Potential storm warnings. In 1994, Frontier took a $17.5 million restructuring charge, apparently the first time that Frontier was required to take a charge since its founding in 1986. The charge was attributed to aggressive expansion into Florida’s insurance market where the reserve models that the company had previously used turned out to be insufficient.

On February 17, 1998, Frontier announced it would take a $40 million charge and also announced a loss of $9.8 million for the fourth quarter of 1997. Frontier issued a press release describing this charge as a “reserve restructuring charge.” Harry W. Rhulen, Frontier’s CEO, stated that the charge was “attributable to the adoption of a more conservative reserving policy.”
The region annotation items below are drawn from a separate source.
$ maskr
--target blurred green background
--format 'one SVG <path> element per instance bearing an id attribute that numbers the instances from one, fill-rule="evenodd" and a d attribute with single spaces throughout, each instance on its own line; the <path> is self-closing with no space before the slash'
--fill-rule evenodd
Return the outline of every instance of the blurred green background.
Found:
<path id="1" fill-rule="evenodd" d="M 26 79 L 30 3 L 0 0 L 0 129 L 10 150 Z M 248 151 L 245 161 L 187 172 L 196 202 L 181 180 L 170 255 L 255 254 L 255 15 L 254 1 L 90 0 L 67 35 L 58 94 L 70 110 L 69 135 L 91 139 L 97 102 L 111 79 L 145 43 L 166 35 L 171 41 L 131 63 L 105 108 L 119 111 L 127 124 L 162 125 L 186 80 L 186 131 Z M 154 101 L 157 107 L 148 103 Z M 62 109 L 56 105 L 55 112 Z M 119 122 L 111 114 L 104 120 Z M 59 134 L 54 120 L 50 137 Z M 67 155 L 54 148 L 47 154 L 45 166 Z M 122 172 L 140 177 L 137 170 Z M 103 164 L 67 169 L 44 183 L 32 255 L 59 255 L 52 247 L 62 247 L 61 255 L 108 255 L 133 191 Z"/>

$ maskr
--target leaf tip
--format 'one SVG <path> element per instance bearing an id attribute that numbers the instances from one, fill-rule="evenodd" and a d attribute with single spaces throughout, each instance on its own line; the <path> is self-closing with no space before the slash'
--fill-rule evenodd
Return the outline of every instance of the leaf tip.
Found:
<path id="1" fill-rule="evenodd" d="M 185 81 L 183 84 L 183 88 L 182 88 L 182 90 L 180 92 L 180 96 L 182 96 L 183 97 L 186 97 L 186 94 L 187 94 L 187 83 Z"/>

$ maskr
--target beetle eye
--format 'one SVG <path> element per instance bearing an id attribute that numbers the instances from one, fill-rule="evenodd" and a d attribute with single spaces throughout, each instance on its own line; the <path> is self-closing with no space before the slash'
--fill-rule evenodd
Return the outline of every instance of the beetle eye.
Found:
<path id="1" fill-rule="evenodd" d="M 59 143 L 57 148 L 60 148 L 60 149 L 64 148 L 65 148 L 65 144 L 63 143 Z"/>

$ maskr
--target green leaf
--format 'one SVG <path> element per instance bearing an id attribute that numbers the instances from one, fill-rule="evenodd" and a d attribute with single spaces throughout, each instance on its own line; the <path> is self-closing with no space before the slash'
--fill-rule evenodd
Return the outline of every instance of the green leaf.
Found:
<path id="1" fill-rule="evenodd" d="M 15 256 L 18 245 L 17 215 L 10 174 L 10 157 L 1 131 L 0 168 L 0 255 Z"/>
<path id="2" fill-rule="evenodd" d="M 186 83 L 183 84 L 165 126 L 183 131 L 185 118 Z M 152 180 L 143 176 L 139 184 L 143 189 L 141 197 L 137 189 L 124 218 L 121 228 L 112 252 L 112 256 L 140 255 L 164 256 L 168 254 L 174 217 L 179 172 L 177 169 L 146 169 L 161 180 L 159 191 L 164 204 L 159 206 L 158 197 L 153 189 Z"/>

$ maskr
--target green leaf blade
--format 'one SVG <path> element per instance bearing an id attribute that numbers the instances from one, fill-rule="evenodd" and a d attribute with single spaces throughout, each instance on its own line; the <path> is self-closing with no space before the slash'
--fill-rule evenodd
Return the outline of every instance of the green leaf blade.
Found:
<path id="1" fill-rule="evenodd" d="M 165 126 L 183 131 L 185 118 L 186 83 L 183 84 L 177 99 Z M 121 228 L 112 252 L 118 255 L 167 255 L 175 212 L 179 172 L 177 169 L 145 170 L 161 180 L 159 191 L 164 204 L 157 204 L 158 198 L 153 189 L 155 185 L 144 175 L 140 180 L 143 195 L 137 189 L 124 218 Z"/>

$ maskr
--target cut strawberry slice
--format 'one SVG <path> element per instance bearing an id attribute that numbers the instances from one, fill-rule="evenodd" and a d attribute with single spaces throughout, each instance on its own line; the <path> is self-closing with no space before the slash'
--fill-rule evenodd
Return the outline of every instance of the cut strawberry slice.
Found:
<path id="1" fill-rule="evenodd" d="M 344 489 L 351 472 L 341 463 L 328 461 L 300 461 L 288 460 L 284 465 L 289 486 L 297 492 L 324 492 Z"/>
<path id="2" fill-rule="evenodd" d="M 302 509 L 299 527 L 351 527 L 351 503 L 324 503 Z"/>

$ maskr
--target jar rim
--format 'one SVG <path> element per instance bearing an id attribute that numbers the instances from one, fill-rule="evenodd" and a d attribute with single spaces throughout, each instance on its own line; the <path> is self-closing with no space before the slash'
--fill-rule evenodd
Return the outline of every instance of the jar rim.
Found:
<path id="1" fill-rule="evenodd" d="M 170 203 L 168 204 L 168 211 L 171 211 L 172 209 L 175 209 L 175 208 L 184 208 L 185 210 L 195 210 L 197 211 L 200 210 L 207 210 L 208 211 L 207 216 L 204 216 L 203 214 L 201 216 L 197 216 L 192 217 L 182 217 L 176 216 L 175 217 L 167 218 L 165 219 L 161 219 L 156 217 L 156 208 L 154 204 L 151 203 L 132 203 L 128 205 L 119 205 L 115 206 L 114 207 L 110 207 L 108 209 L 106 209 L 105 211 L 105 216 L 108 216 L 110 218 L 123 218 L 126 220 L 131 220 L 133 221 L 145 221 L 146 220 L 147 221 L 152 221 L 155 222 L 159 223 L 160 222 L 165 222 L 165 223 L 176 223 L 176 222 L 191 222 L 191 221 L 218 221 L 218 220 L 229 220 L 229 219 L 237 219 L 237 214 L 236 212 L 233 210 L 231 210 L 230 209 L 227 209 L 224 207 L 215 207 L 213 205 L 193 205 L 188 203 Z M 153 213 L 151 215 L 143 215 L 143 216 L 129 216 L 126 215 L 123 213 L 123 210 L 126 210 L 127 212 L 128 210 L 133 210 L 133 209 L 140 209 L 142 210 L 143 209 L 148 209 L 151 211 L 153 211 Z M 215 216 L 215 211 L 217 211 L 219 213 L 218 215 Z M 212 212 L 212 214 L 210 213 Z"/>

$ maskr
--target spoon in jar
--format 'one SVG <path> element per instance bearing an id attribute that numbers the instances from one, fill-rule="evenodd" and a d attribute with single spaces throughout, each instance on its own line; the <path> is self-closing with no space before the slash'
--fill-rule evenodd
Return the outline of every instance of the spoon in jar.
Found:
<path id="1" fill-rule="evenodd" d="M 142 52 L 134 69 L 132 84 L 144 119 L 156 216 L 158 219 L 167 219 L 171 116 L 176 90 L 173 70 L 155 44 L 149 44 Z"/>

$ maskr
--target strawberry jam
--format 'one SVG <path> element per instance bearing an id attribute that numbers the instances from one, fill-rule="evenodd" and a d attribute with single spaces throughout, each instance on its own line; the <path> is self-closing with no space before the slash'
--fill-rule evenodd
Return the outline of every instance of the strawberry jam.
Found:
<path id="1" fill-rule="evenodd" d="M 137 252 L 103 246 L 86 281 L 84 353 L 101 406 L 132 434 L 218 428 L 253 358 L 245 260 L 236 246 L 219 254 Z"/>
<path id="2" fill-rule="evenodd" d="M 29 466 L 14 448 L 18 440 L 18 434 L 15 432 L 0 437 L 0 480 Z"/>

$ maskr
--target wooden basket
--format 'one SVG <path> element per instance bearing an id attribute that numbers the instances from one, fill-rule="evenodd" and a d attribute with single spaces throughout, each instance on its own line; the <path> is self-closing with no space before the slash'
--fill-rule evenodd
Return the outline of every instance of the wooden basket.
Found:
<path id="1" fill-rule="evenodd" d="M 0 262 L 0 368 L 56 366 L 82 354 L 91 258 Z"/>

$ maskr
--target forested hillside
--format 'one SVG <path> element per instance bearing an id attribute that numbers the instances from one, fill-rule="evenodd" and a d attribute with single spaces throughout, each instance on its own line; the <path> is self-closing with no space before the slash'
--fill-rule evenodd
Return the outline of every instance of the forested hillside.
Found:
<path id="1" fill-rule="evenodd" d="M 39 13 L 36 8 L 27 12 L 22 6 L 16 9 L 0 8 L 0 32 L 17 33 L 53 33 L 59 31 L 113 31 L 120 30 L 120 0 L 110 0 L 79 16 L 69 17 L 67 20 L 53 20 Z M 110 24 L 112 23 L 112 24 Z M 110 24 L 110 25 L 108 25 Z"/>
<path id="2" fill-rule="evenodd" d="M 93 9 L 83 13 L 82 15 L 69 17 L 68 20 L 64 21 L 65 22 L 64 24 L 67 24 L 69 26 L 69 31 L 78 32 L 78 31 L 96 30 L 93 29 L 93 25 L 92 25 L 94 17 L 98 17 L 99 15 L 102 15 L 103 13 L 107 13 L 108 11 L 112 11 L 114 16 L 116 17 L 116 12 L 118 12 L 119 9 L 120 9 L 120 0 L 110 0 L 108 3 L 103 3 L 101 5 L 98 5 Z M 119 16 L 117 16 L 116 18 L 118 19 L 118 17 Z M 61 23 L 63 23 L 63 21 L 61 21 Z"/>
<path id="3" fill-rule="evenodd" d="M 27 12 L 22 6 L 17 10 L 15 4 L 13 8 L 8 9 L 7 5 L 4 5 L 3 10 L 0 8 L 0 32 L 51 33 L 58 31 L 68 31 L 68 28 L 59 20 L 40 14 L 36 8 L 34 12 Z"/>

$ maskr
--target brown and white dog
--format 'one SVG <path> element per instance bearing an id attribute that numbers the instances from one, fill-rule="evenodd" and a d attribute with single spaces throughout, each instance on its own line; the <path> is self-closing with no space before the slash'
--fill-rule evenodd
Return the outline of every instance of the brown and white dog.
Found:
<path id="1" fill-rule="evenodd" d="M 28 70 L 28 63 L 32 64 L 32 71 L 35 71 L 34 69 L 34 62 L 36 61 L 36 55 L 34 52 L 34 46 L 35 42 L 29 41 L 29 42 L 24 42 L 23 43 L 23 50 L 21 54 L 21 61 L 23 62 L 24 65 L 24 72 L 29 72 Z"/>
On December 16, 1998, Frontier announced that it would take a $139 million charge, which would result in a “loss for the year.” Frontier described this charge as a “reserve strengthening charge.” Rhulen stated that “with these charges, we have ‘paid the bill’ for past over emphasis on growth.”

On December 18, 1998, A.M. Best Company placed the ratings of Frontier “under review with negative implications.” On December 21, 1998, National Underwriter published an article discussing Frontier’s reserve problems. The article quoted Rhulen’s statement that Frontier had “paid the bill.” The article also quoted Patrick Kenney, a Frontier executive vice-president, as stating, “[T]he issue is now behind us.”

On December 28,1998, Frontier issued a press release in which it downplayed the most recent reserve charge, stating that the charge resulted from problems that arose from an office that was since closed, and that Frontier “has strengthened its control and oversight of its operations .... [and] adopted a more conservative reserving philosophy.”

On February 10, 1999, Frontier issued another press release in which it announced losses for the fourth quarter of 1998 and a loss of $50 million for the full year 1998. The article' included a quote from Rhulen downplaying the negative implication of these numbers: “While finan[152]*152cial results were negatively impacted in 1998, it was a year of many accomplishments. We ... put many of our past problems behind us and start 1999 well positioned to achieve our financial goals.”

On March 31, 1999, in a letter to shareholders Rhulen made comments implying that past problems were resolved and that “Midden beneath the financial impact of the reserve strengthening ... was a significant amount of profitable growth which augers well for 1999 and the future.” A press release issued on May 5, 1999, expressed positive sentiment about the “direction in which the company is heading.”

On June 28,1999, National Underwriter published an article in which Rhulen discussed Frontier’s problems in 1998, attributing them largely to Frontier’s decision to enter the insurance market for physician malpractice insurance in Florida and elsewhere. The article reported that Rhulen acknowledged that “[without the actuarial capacity to monitor developments, ‘we wrote this for three or four years before we knew we had a problem.’ ” Suzanne Sclafane, “Two Firms Take Different Restructuring Paths,” at *4, available at 1999 WL 8859677 (Jun. 28, 1999) (quoting Harry Rhulen).